Researchers Find Vulnerability in OpenAI’s GPT-4o Language Model

A new prompt-injection technique can bypass the safety guardrails of OpenAI’s most advanced language learning model, GPT-4o. This vulnerability allows anyone to trick the model into performing malicious tasks, such as writing exploit code for software vulnerabilities.

According to Mozilla researcher Marco Figueroa, the key to exploiting this vulnerability is to encode malicious instructions in an unorthodox format and spread them out in distinct steps. He demonstrated how bad actors can use this technique to get GPT-4o to write a working exploit similar to one already published on GitHub.

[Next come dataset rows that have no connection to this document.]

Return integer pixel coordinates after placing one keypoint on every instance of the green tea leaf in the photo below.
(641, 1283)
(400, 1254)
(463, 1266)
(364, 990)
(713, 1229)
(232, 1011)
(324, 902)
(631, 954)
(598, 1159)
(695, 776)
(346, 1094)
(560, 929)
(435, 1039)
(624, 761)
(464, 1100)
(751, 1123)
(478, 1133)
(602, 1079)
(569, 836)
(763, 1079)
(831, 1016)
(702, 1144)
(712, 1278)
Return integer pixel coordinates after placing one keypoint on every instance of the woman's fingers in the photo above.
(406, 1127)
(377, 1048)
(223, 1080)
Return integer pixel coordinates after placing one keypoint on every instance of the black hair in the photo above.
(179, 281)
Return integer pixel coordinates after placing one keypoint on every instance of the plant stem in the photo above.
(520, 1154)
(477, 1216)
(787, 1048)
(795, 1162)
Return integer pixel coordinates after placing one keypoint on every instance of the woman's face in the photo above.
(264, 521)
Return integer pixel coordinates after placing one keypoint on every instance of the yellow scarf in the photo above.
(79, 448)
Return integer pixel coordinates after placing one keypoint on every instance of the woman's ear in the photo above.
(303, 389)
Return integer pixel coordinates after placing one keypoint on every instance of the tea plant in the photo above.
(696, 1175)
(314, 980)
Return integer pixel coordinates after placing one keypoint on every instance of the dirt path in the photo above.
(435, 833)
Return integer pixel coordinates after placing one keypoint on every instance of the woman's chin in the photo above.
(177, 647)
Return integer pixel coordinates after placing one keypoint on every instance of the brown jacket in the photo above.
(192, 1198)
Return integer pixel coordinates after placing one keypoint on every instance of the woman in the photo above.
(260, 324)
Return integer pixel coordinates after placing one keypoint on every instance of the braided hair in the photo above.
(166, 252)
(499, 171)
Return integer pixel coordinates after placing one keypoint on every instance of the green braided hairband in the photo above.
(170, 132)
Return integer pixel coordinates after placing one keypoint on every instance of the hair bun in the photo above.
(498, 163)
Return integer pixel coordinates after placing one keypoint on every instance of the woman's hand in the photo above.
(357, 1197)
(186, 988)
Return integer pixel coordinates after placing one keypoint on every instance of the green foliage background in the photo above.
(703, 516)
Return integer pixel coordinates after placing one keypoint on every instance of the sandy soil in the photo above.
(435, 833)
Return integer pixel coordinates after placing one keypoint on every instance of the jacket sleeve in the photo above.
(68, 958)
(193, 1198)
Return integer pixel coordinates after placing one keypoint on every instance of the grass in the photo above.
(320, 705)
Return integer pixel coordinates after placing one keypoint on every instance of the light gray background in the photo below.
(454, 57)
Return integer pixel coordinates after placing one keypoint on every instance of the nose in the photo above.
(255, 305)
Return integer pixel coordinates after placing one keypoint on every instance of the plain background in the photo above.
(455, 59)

The model’s efficiency at following instructions without deeper analysis of the overall outcome makes it vulnerable to exploitation. Researchers have found that GPT-4o lacks deep context awareness, allowing attackers to bypass its content filtering and safety guardrails.

Figueroa believes that OpenAI prioritized innovation over security when developing their programs. In contrast, Anthropic, a rival AI company, has implemented stronger security measures, making it more difficult for bad actors to exploit the model.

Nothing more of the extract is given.